Nicht zuletzt brachte diese ideologische Retromanie im Schlepptau von The-Bands, Neo Soul und auch einzelnen Post-Dub-Step-Acts all das wieder auf, was in den 80ern aus guten Gründen angegriffen wurde: Wunderkinder, Genies, Talente, Selbstverwirklichung, Realness, live per Hand gespielte Instrumente (Madonna mit E-Gitarre, Laptop-Acts mit echtem Schlagzeug). Darauf konnten sich nun all jene wieder einigen, für die vor allem elektronische Tanzmusik eine »No-go-Area« war.
Vielleicht provoziert deshalb Reynolds’ Wechsel »vom Hardcore-Kontinuum schnurstracks ins Retro-Kontinuum« (Aram Lintzel in De:Bug ) so sehr. Hat nicht die Club- und Bassmusik ein gänzlich anderes Verständnis von Zeit und Raum (im Reggae heißen die Pausen/Breaks »Space«)? Gerade in der Popkultur stoßen wir dabei doch immer auf zwei unterschiedliche Positionen: Entsteht die Zeit aus dem Tun (dem Loop, der Wiederholung, den geringen Verschiebungen), oder entsteht das Tun aus der Zeit (der linearen Abfolge von Vergangenheit – Gegenwart – Zukunft, den großen Brüchen und Erzählungen)?
Pop schaute immer schon mit einem Auge in den Rückspiegel und hörte mit einem Ohr in die Vergangenheit. Einerseits um richtig rückwärts einparken, andererseits um überholen zu können. Auch Markus Heidingsfelder spricht in seiner Analyse System Pop (2012) von einer grundsätzlichen »Rückwärtsbewegung«, die Pop charakterisiert: »Das System (Pop) bewegt sich mit dem Rücken zur Zukunft.«
Problematisch wird das jedoch, wenn die Bewegungen des Einparkens und Überholens immer weniger zu unterscheiden sind. Nur ist das nicht immer so leicht zu differenzieren, kann doch die Frage »Bin ich noch Retro oder schon Future bzw. bin ich noch Future oder schon wieder Retro?« meist nur retrospektiv beantwortet werden.

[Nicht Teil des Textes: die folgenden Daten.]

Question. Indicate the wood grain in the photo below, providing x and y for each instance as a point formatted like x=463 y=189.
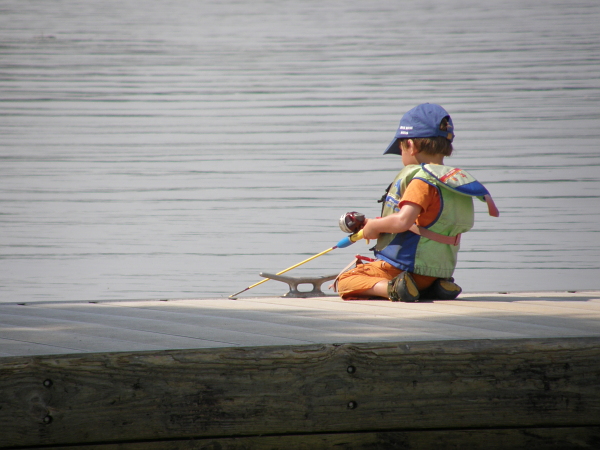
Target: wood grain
x=114 y=398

Dennoch ist eine Unterscheidung möglich: Ein Sprung zurück in die Zeit ist etwas anderes als ein Gang zurück durch die Zeit. Ein Zeitsprung will zurück zu den »reinen Zeichen«, die jedoch nur um den Preis einer reaktionären Aneignung zu haben sind. Deshalb setzt etwa der Neo Soul alles daran, so zu klingen, als hätte es Hip Hop, House oder Techno nie gegeben, wohingegen sich Reynolds noch sehr genau an eine Zeit erinnert, in der allein die Vermutung, hier würde etwas »like Punk never happened« klingen, ausreichte, um die rote Karte zu zücken.
Andererseits braucht es immer ein »Second Coming«, damit etwas wirkungskräftig wird. Sonst bleibt es beim »done and gone« für elitäre Zirkel. Die ersten Platten der Rolling Stones mögen für Bluesfans schlimmste Retromanie gewesen sein, für andere jedoch ein folgenschwerer Erstkontakt mit Muddy Waters, Willie Dixon, Robert Johnson. Ebenso wären ohne Hip Hop viele rocksozialisierte Teens und Twens nicht auf den Geschmack von Soul und Funk gekommen, zwei Genres, um die es Ende der 70er/Anfang der 80er nicht gerade zum Besten stand, über die wenig in den Rocklexika zu finden war.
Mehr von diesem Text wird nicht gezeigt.